The Vázquez Bloodline
"The most famous ganadería of the caste was that of the Duke of Veragua, acquired in its totality by Juan Pedro Domecq de Villavicencio in 1930 and of which only remains the hierro, now the property of Juan Pedro Domecq Solis who brands his cattle of Vistahermosa origin with it. Of the Veragua line their exists and are fought bulls of Tomás Prieto de la Cal. Almost all of the rest are reminiscences or light consaguineous relationships which palpitate in the ganaderías of Torrestrella, Maria Carmen Camacho, Jandilla and all of the ganaderías which flow out of them. There is another very well known herd in which the Veragua blood has more presence, the anciently famous one of Concha y Sierra which is now bred and cared for by Miguel Baez Spuny, Litri in his ranch in Huelva [I believe that Litri no longer owns the ranch, but do not know who now does - I will find out in due course and amend this statement. Ed] And in the part which he owns that was originally formed with vazqueña and vistahermosa cattle there is also that of Benítez Cubero.
The variety of hair and types of vázquez bulls are evidence of the great diversity of their origins. The line as created by the utrerano Gregorio Vázquez with cattle of unknown procedence mixed with animals from Cabrera and Raso del Portillo, later crossed with cows and seed bulls of Vistahermosa.
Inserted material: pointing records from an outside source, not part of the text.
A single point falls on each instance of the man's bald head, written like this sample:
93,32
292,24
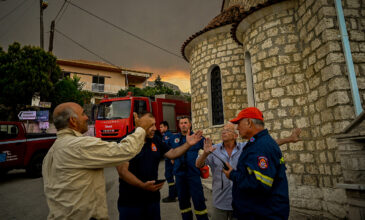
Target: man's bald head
229,132
62,114
230,126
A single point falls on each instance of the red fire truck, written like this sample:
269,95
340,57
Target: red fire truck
114,116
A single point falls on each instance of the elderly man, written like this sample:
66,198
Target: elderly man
73,173
260,186
228,151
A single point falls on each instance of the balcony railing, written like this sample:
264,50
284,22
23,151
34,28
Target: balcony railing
96,87
105,88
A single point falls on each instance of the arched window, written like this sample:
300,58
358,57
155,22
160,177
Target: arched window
216,96
249,81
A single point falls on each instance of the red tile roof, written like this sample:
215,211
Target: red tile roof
97,65
232,15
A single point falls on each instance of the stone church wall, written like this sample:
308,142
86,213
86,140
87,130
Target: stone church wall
300,80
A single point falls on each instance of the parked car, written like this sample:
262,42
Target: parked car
22,150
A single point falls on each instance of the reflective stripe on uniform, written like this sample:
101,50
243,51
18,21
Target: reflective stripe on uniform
185,210
261,177
282,160
203,212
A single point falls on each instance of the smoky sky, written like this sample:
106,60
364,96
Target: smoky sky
167,23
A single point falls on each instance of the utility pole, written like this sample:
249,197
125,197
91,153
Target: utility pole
42,5
51,35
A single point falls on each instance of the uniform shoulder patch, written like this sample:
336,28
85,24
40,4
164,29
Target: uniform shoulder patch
262,162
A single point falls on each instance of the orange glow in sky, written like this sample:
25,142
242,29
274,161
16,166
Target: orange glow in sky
180,78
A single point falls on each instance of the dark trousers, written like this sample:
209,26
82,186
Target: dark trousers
170,178
191,187
149,211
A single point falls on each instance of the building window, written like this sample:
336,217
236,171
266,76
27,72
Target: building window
65,74
98,84
216,96
249,81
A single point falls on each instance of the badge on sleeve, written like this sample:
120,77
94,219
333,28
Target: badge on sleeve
262,162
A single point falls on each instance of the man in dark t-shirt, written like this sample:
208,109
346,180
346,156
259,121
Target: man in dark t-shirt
139,196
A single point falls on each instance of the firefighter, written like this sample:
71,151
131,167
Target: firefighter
260,186
139,196
166,135
188,182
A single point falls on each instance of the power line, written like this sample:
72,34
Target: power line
10,12
124,30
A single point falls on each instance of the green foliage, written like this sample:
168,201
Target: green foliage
70,90
158,82
25,71
148,91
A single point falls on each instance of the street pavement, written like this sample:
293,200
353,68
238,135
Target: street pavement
22,198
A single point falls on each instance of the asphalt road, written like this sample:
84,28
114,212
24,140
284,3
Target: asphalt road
22,198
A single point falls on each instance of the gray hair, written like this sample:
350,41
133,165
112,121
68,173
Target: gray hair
61,120
257,122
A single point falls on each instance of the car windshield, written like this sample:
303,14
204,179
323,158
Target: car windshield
114,110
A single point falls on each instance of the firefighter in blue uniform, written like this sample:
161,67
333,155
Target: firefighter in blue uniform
260,186
188,182
139,196
166,135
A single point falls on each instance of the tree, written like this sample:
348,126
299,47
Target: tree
25,71
158,82
70,90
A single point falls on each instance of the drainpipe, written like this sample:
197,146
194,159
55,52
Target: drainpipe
348,57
agujas. Literally, the ribs; the high point at the meeting of the ribs
with the backbone.
astillado.Horns which are splintered at the ends.
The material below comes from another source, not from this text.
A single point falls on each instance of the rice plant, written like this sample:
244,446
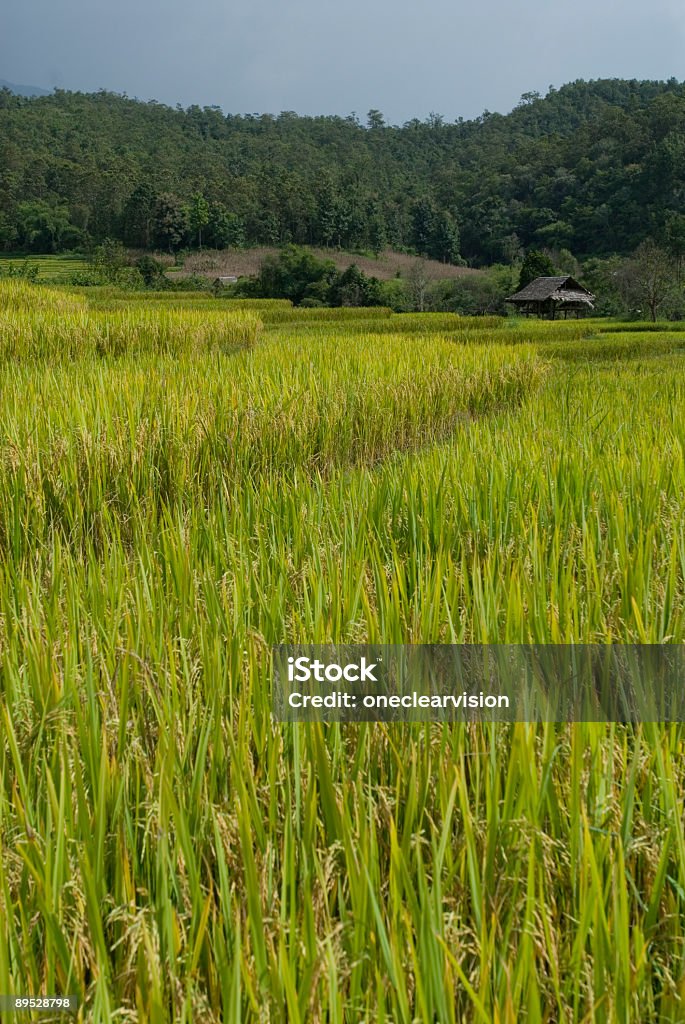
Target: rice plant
170,508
bragado. With a white area on the belly.
cárdeno. Grey
castaño. chestnut.
chorreado. With vertical bands of a darker colour on the skin.
colorado. Red.
corniapretados. Horns which grow inwards towards each other and rise at
an angle of 45o at their ends.
cornillanos. Horns which are parallel with the ground.
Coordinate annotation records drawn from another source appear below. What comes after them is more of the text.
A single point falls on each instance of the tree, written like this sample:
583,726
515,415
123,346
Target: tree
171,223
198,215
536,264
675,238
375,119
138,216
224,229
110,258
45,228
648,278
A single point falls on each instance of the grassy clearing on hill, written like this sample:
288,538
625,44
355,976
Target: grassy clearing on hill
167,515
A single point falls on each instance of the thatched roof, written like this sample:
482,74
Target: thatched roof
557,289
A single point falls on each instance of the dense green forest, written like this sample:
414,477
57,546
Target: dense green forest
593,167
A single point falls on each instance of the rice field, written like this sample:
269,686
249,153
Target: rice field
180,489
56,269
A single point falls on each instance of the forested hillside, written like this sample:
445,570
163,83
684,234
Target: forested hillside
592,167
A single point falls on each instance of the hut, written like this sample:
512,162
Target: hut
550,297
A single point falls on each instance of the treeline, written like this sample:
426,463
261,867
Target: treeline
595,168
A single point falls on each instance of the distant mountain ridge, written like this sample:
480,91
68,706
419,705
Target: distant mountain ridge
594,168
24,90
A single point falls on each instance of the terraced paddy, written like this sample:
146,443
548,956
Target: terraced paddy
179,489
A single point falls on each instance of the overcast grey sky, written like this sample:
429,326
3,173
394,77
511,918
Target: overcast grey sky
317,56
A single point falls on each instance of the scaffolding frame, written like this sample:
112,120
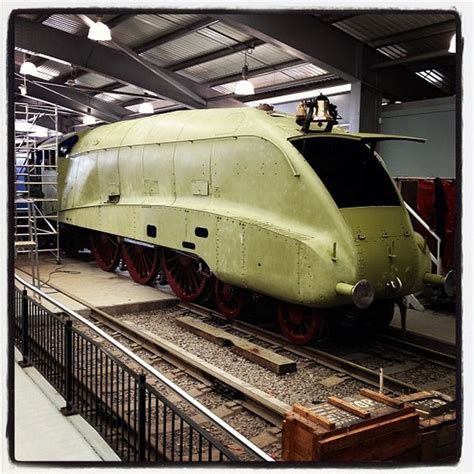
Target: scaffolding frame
36,180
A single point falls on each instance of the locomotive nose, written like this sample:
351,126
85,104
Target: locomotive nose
362,293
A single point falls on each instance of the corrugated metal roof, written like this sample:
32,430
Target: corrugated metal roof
53,69
264,55
157,104
93,80
68,23
233,33
425,45
112,97
289,75
141,28
437,78
375,26
188,46
130,90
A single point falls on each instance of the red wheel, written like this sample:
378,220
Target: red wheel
299,324
142,262
106,250
184,274
229,299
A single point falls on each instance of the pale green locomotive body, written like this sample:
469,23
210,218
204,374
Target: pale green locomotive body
235,188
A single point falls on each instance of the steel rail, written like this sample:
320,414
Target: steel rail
234,434
433,350
356,371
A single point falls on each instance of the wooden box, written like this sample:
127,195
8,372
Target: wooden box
366,427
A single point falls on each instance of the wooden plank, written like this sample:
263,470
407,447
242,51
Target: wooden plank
275,405
313,417
428,446
355,437
380,397
446,435
376,449
264,357
346,406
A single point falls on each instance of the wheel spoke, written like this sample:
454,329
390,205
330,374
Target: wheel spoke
299,324
106,251
182,274
142,270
cornipaso. Growing upwards and outwards and finally backwards in the
shape of a lyre.
cornivuelto. Horns with scarcely any upwards bend, horizontal horns.
cruz. The highest part of the back where the ribs meet the backbone,
synonymous with agujas.
degollado. Shortened or cut off.
entrepelado. With dark and light coloured hairs mixed.
gacho. Horns which point downwards towards the ground.
giron. Dark coloured with a white patch on the lower rear quarters.
listón. With a distinct line of a colour other than the main colouration
along the dorsal spine.
lucero. With a large white mark on the forehead.
mazorca. The lower part of the horn where it exits from the head.
meano. Of any colour other than white or berrendo, that is white with
large areas of another colour, with a white covering of the foreskin.
melocotón. Peach coloured
negro. Black
papada. The dewlap.
salpicado. Dark coloured with white areas of various sizes as if the
skin had been splashed with the white colour.